L’année 2021 vient de se clôturer, pourtant ce n’est que le début pour La Fève. Le 17 décembre dernier, le rappeur originaire du 94 nous a livré ERRR, faisant office de cadeau de Noël avant l’heure. Après l’excellent KOLAF co-produit avec Kosei, La Fève se savait attendu, encore plus après le succès critique et commercial du single Mauvais Payeur. Véritable étoile montante du rap français, a-t-il justifié son nouveau statut ? Éléments de réponse.
Nommé “next gen” ou la “new wave”, cette nouvelle génération arrive fort sur le rap français. Emmenée par des rookies comme Chanceko, Khali, 99 et So La Lune, elle apporte une vague de fraîcheur inévitable. L’une des figures majeures de ce mouvement est bien entendu La Fève. De nombreuses attentes furent placées en lui après l’EP KOLAF. C’est assez logiquement qu’il a tenu à répondre présent en nous offrant ERRR. Le projet se compose de 18 morceaux et de quelques collaborations avec $ouley, Zamdane et S-Téban.

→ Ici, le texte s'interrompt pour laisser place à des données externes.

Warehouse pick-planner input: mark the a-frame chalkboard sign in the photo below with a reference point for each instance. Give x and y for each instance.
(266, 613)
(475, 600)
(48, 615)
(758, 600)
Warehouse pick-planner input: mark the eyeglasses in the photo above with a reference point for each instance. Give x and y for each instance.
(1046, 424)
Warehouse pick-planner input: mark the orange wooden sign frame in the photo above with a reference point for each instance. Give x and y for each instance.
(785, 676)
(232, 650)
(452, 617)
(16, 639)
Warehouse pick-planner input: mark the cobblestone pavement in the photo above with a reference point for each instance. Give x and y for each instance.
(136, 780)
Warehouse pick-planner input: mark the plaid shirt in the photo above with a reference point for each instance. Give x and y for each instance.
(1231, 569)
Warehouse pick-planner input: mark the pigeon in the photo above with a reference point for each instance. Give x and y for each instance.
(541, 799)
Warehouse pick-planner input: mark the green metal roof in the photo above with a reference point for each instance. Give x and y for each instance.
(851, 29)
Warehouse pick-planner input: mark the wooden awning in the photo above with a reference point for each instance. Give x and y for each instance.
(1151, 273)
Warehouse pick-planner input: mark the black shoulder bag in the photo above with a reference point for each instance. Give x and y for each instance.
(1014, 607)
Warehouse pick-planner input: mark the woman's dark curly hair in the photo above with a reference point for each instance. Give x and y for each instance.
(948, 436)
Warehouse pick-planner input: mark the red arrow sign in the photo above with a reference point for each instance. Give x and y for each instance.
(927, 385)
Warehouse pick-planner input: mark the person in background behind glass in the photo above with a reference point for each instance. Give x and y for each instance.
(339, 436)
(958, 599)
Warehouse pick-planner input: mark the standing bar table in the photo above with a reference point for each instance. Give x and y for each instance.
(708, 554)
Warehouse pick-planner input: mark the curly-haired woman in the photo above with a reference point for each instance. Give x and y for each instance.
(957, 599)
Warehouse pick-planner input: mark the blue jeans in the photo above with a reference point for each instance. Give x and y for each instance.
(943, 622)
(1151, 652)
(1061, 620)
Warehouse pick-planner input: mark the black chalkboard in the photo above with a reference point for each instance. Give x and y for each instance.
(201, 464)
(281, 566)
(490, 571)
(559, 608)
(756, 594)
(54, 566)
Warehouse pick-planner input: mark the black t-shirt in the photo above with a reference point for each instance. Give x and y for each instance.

Une palette technique large et innovante
Si La Fève parvient à passer un cap avec cette mixtape, c’est avant tout grâce à son atout principal : sa voix. Cette dernière, nasillarde et atypique, reste gravée en tête. Il a déjà réussi à imposer sa particularité. Au-delà de cet atout oral, le jeune MC prouve qu’il est capable de kicker mais aussi d’avoir des moments plus mélodieux comme sur L’APPEL et RAT INTERLUDE. Il parvient à compenser un vocabulaire parfois simpliste par des rimes redoutablement efficaces et un phrasé dont lui seul a le secret. L’écriture est parsemée de quelques touches anglophones, auxquelles le public est habitué (grâce à Hamza notamment). Il propose un rap de niche, pas forcément accessible pour tous, en s’appropriant différents codes qui fonctionnent dans le rap français actuellement. Grâce à ce choix artistique, La Fève parvient à proposer quelque chose de nouveau parmi les propositions actuelles et donc à se différencier. Il semble déjà avoir l’étoffe suffisante pour construire une musique envoûtante et novatrice sur la durée.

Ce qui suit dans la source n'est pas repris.